Many people believe that where a couple live together as husband and wife, that they are in a 'common law marriage' even though they are not actually married. However this is a myth. Contrary to popular belief, cohabitees do not have the same rights in law as a married couple.
While marriage brings with it a series of legal protections in the event of divorce, for unmarried partners the situation is different.
It is important that such couples are aware that on breakdown of their relationship that the division of 'family assets' and financial support available may be very different from what they envisaged.
Often the main asset that a couple will possess is the family home. Upon divorce, where agreement has not been reached, the family court can be asked to exercise its wide powers to impose a fair and reasonable solution which can include changing the ownership of the property or altering how much each owns in the property.
It is not necessary for both parties to have made a monetary contribution to that property. One may have been the breadwinner and the other the homemaker.
The same will not necessarily apply for a co-habitating couple.

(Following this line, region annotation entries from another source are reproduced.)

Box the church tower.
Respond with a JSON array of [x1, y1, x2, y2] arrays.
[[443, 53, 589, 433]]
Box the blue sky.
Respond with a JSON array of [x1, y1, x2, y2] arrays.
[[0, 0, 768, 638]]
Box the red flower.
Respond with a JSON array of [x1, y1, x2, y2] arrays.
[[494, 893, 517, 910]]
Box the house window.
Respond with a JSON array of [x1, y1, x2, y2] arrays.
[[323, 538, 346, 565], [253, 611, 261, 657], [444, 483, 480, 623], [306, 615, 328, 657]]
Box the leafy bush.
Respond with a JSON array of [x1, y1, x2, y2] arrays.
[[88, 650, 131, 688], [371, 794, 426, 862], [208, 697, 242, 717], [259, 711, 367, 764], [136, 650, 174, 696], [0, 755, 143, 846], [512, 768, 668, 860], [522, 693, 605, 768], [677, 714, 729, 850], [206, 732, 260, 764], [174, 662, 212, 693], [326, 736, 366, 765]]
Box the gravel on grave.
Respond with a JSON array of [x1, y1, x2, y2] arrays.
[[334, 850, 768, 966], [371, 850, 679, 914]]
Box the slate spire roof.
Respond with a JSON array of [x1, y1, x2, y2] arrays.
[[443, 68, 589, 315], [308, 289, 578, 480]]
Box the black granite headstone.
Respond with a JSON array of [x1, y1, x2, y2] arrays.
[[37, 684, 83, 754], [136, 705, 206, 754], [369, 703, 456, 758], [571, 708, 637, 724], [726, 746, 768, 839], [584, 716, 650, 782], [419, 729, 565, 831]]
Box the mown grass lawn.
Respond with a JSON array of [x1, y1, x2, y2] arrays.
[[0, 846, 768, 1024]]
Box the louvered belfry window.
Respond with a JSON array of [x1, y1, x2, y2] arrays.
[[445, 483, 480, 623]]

If the couple purchased as joint tenants, either of them could apply to the court for an order that the home is to be sold and that the proceeds are to be divided equally between them.
The property was bought as ‘tenants in common’ then it's assumed that both will have a beneficial interest in the property to the extent that they contributed.
However if the property is owned solely one of the individuals, an investigation has to be made as to whether the other has an interest because they have contributed to its purchase, mortgage repayments or repair and improvement.
If there has been no such contribution, what the parties said to each other or led the other to believe by their conduct may be important and what they intended has to be considered.
It is not uncommon for one of the couple to find that, despite living together in the same home for many years owned by the other, they have no interest in the property because they made no financial contribution to it and there was no indication from the other that it was a joint property.
Upon separation they may have to leave without any financial help from the other to re-house.